Puerto Rican poet and performance artist Mariposa María Teresa Fernández was born and raised in the Bronx. The first in her family to graduate from college, she earned a BA and an MA at New York University. In her poems, which often combine Spanish and English lines, Mariposa explore themes of empowerment, family, and identity. She is the author of Born Bronxeña: Poems on Identity, Love & Survival (2001). Her poetry has been included in The Norton Anthology of Latino Literature (2010), edited by Ilan Stavans; The Afro-Latin@ Reader: History and Culture in the United States (2010), edited by Miriam Jiménez Roman and Juan Flores; and Bum Rush the Page: A Def Poetry Jam (2001), edited by Tony Medina and Louis Reyes Rivera.
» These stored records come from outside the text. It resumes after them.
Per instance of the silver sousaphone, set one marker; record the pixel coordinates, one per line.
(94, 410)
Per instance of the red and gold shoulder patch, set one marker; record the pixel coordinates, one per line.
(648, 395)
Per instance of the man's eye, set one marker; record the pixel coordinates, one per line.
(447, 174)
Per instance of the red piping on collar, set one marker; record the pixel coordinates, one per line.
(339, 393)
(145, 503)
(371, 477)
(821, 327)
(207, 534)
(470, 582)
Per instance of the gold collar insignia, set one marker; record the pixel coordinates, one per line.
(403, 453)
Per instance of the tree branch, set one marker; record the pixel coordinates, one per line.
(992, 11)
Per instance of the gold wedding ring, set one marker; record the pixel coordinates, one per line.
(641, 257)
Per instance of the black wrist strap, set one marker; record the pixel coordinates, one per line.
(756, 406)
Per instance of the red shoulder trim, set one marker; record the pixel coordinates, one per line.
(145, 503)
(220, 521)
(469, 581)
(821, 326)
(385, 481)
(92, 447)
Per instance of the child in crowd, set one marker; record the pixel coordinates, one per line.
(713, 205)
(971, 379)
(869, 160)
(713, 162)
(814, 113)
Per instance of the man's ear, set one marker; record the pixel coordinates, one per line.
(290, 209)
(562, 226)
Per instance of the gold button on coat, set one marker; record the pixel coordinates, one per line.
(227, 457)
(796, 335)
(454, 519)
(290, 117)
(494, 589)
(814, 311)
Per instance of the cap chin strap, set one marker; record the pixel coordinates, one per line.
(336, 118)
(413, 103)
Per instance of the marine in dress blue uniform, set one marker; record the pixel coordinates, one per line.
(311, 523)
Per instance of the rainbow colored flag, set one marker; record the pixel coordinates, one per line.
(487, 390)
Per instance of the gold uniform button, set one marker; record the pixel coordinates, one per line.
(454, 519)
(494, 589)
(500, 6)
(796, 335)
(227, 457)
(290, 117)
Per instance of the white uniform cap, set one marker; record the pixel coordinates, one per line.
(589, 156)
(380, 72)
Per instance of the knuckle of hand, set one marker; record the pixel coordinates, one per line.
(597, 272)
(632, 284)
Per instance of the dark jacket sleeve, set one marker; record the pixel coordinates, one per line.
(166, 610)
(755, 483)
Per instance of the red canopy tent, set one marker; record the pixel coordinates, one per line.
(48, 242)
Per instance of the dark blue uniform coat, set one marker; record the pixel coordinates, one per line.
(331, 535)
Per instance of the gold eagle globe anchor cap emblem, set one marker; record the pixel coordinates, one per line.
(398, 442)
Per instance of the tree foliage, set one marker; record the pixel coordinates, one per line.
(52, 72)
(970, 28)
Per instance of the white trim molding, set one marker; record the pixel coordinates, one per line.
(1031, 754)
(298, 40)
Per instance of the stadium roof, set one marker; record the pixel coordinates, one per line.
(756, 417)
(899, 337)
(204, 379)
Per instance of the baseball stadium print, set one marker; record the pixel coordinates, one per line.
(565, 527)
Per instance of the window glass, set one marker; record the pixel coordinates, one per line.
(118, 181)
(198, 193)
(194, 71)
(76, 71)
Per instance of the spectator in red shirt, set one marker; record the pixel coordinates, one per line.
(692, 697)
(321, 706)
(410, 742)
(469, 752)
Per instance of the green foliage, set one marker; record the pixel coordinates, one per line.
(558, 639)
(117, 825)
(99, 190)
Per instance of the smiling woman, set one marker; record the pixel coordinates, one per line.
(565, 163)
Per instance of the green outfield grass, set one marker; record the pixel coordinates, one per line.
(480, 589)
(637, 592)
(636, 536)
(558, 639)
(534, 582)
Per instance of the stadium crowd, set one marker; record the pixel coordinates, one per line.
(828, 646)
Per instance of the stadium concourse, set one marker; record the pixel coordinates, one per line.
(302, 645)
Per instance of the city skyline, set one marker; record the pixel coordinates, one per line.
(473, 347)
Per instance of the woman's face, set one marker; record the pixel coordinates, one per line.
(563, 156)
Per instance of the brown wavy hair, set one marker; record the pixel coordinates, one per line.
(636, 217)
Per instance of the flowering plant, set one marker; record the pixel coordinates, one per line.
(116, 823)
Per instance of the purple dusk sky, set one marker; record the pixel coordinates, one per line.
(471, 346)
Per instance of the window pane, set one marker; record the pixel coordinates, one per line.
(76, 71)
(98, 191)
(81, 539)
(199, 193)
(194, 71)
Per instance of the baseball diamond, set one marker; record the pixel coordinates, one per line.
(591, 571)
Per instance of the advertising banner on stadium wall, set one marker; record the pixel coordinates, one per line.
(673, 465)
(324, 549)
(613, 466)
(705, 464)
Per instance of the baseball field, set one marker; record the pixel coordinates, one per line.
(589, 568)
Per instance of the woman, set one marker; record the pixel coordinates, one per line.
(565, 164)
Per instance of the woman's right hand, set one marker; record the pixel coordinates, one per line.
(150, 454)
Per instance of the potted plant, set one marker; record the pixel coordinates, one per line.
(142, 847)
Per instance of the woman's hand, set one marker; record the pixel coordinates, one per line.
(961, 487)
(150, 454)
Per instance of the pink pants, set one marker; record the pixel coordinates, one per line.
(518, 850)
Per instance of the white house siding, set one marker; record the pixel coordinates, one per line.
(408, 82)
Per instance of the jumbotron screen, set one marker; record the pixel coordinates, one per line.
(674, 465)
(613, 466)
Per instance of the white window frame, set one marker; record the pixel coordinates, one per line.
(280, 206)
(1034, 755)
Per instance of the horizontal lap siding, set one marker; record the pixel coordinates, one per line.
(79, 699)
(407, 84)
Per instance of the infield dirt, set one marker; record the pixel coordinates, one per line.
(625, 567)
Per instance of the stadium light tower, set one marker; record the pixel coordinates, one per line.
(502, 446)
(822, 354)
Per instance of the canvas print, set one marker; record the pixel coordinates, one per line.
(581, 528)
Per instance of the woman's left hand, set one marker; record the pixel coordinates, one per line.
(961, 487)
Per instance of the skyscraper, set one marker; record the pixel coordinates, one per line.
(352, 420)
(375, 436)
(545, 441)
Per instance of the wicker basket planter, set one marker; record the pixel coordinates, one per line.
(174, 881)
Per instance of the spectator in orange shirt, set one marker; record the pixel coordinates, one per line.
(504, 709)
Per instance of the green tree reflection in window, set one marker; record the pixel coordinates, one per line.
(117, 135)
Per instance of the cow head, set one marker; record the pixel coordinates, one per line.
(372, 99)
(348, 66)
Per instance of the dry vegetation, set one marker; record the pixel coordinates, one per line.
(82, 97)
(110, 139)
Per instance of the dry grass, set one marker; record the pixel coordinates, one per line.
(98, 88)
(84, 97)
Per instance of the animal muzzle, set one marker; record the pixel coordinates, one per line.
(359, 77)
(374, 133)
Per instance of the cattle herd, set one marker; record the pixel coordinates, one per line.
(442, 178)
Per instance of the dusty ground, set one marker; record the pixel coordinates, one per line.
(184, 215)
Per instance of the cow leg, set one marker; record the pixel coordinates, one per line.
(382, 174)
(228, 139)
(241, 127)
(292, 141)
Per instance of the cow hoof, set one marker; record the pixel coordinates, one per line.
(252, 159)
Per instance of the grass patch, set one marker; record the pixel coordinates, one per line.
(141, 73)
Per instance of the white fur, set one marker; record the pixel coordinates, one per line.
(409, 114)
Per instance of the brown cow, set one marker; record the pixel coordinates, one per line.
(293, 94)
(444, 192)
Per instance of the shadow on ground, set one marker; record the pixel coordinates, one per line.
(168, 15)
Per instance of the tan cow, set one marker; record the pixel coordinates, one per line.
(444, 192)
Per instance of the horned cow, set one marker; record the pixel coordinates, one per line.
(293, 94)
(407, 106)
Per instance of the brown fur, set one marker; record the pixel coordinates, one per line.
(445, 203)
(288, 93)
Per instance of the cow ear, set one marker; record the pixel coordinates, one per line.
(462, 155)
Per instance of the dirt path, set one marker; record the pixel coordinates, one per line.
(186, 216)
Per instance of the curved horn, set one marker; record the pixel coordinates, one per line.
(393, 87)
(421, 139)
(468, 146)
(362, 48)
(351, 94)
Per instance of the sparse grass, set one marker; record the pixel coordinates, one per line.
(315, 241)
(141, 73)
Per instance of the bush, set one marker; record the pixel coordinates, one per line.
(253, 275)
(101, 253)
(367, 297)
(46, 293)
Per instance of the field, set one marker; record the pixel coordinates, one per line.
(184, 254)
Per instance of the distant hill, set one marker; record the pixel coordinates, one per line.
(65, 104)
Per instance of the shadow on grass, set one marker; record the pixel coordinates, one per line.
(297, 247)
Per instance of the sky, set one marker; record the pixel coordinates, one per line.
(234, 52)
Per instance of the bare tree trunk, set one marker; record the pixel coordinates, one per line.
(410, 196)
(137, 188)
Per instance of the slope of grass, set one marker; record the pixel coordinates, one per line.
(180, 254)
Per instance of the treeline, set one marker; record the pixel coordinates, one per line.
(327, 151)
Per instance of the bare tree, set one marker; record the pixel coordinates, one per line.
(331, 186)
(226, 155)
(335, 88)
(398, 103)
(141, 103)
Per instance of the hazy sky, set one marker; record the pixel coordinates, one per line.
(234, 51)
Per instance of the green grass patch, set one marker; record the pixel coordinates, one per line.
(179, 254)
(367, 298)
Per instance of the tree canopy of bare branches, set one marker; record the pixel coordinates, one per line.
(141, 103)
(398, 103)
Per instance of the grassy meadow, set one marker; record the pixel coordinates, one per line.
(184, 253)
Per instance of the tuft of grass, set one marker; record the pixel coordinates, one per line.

Mariposa’s work has been featured on the HBO series Habla Ya! and in the HBO documentary Americanos: Latino Life in the United States, as well as in programming on the PBS, Lifetime TV, and BET networks. She has performed her poetry at the United Nations World Conference Against Racism, the Essence Music Festival, and the Black Enterprise Women of Power Summit. Founder of Poetry for Entrepreneurs, she organized the annual Crysálida: Cry of the Chrysalis fundraiser supporting young women’s empowerment programs and has served on the advisory board of Where Our Minds Empower Needs (W.O.M.E.N.). Mariposa has taught poetry at Poets House, the Bronx Writers Center, and the Caribbean Cultural Center, and through Poets & Writers.

Mariposa’s honors include a Van Lier Fellowship, an El Comite Noviembre’s Lo Mejor de Nuestra Comunidad Award, and an award from the community nonprofit El Maestro. She lives in New York City.